En el libro de Bruce Meyer mencionado antes, me encontré con una referencia al poeta romántico inglés William Wordsworth donde éste definía al poeta como "un hombre que habla a los hombres". Un poeta es un hombre que habla a los hombres, dotado de una sensibilidad más viva, de más entusiasmo y de una mayor ternura que la del resto, y que tiene, además, un conocimiento superior de la naturaleza humana y un alma más grande de lo que es normal entre el género humano.

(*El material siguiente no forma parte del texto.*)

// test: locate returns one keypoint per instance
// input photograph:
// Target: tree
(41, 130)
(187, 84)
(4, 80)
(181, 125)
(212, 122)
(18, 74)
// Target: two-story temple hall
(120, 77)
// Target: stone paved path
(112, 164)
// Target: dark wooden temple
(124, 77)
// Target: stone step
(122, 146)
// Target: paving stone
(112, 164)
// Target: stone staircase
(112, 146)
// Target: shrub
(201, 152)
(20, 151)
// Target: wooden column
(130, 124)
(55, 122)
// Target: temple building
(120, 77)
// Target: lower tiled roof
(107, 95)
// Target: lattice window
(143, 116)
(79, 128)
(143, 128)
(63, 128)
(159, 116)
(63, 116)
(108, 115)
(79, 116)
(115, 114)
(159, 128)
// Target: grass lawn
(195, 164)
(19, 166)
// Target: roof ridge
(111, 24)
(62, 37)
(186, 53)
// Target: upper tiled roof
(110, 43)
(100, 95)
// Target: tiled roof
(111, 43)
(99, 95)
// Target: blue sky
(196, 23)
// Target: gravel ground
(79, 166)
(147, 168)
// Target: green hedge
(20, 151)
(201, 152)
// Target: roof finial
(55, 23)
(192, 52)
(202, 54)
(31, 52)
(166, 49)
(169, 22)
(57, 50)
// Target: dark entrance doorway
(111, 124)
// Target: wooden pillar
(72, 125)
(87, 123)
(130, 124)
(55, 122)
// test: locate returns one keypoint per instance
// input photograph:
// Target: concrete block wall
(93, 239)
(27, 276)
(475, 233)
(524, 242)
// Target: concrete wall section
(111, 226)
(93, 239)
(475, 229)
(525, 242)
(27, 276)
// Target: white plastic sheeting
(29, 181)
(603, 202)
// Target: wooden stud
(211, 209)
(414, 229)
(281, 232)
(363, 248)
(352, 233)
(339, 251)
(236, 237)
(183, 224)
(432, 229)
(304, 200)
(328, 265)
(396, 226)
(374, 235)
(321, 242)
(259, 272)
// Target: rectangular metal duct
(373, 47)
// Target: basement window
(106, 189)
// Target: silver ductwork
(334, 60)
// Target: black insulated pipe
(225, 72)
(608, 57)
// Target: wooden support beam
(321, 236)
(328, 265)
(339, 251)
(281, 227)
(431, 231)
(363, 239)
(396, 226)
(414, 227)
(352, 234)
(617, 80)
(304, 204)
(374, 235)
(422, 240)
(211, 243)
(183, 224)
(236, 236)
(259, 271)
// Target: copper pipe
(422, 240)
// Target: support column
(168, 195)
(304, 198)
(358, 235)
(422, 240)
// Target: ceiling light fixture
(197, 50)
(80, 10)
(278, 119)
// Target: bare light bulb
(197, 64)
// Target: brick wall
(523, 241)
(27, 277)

A José María Millares le tocó librar batallas que estaban más allá de la censura política y cultural que sufrió. Entre ellas, encontrar su propio perfil creativo entre las sombras alargadas de sus dos hermanos más próximos: el gran pintor Manolo Millares, y el poeta social y casi titánico Agustín Millares. En segundo lugar, desmarcarse, con el coraje que lo hizo, de la poesía comprometida de la que él mismo participó en 1947, año de la publicación de la Antología cercada, en Las Palmas de Gran Canaria, y emprender un nuevo vuelo estético que él supo decidir sin rubor en la publicación de su libro Liverpool en 1949. Y, en tercer lugar, continuar sin descanso su singular obra poética, incluso en contra de las inoportunidades editoriales y de la pobreza cultural de muchos de los años que le tocó vivir.

En marzo de 2009, el jurado nombrado al efecto para otorgar los Premios Canarias concedió a José María Millares el de Literatura. Confieso que voté por Millares a pesar de que otros aspirantes a ese galardón presentaban méritos suficientes para ser merecedores de él. Voté a Millares porque conocía su obra y su bondad y porque lo había oído leer recientemente (el 14 de diciembre de 2007), en la Casa de Colón de Vegueta, el discurso de ingreso como miembro honorario de la Academia Canaria de la Lengua. Todos los asistentes a ese acto pensábamos que Millares delegaría en otra persona la lectura del texto redactado a tal efecto, pero todos, igualmente, nos asombramos cuando se presentó en la tarima y, sacando fuerzas de unos pulmones que ya se le resistían, nos dio una lección de cuál es el oficio del poeta: la de saber dónde está la libertad, la estética y la ética, y la de ir en su búsqueda, caiga quien caiga.

En ese diciembre de 2007, ya José María estaba tocado de la muerte que ahora le ha llegado, pero todo eso lo afrontaba con una sonrisa apacible y condescendiente. Él ya sabía dónde estaba el final, pero las victorias sobre el lenguaje que enfrentó para hacer su indelegable obra y sobre los que se lo impidieron durante décadas eran ya suficientes. La heroicidad estaba probada y ya se podía ir de este mundo con la satisfacción del deber cumplido.